Ein Charmeur: Lupus 2018 (c) vvWine.ch

2018, Lupus. Georg Schlegel, Malans, Graubünden, Schweiz (100% Pinot Noir, aus verschiedenen Lagen des Weinguts, u.a. Pradafant – einer der ältesten Lagen mit Ertrag von nur 600-700 g/m2. Die Maische wird in 700 l-Bottichen vergoren und von Hand gestossen. Ausbau während 12 Monaten, 60% im grossen Holzfass (500 l), 40% im Stahltank). Mittlers Rubinrot. Sehr sortentypische Nase ohne Holzdominanz, neben reifen Kirschen und einem Mix von Walderdbeeren und Himbeeren nehme ich Kräuter wahr. Der Gaumen ist weich und zugänglich, reife aber dennoch knackige Frucht, leicht cremige Textur, die Gerbstoffe sind gut integriert und fein gewoben, eine moderate Säure stützt und trägt die delikate Frucht in einen mittellangen Abgang, wo er auf rote Johannisbeeren und Blutorangen endet. Dieser Wein wirkt trotz warmem Jahr leichtfüssig, frisch und sehr charmant. Macht ab sofort Spass, hat aber auch genügend Struktur und Fleisch am Knochen, um die weitere fünf Jahre im Keller reifen zu können. Jetzt bis 2026+, 88/100 vvPunkte.

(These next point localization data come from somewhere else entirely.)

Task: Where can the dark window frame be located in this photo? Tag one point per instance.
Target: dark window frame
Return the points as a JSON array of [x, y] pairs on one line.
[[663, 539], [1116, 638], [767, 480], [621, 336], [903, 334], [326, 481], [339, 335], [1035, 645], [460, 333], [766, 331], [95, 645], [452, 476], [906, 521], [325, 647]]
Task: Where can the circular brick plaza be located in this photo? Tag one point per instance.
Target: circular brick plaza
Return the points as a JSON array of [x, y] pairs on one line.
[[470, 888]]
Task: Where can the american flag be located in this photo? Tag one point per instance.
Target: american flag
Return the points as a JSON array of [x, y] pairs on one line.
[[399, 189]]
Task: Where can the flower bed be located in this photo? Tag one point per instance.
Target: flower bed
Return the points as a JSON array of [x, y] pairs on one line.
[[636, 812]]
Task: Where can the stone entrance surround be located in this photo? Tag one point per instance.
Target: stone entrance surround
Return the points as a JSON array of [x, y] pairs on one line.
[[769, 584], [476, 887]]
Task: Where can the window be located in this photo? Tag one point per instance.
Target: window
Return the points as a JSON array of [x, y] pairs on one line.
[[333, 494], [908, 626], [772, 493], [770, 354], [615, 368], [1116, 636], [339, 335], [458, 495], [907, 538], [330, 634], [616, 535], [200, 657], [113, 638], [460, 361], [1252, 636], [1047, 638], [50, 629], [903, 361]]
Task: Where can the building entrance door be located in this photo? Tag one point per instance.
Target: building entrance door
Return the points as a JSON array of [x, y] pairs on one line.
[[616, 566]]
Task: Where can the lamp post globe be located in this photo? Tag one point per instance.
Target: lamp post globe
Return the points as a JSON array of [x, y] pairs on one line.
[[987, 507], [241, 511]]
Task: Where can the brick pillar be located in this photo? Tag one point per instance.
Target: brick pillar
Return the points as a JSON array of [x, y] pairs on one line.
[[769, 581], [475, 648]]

Alma de Contaro, Bobal (c) vvWine.ch

2018, Bobal, Alma de Cántaro, Ribera del Duero, Spanien (Aus der fast verschwundenen Rebsorte Bobal). Dunkles Purpur. Die Nase ist wie ein Mix aus einem jungen, kräftigen Beaujolais und einem pfeffrigen Syrah-Wein von dr Nordrhone, zeigt Brombeerebrause, Heidelbeeren, schwarze Kirsche und Oliven, dazu ein Hauch von Reduktion, die jedoch rasch verschwindet, ein schöner, spannender Duft. Im Gaumen ist der Wein weich, rund und zugänglich, die reife Frucht wirkt super rein und knackig, das ist wie ein Biss in ein Brombeermarmelade-Brot mit feiner Butter, nicht üppig oder fett, einfach nur sensationell fruchtig, das feine Tannin und eine gute Säure verleihen Charakter und Struktur, irgendwie wie ein Wolf im Schafspelz, vordergründig harmos, jedoch mit Charakter und Biss. Im Abgang mit süsslichen Gewürzen. Sehr ungewohnt jedoch trinkanimierend und lebhaft. Ein Grillwein 2.0 würd ich sagen. Jetzt bis 2026 geniessen, 90/100 vvPunkte.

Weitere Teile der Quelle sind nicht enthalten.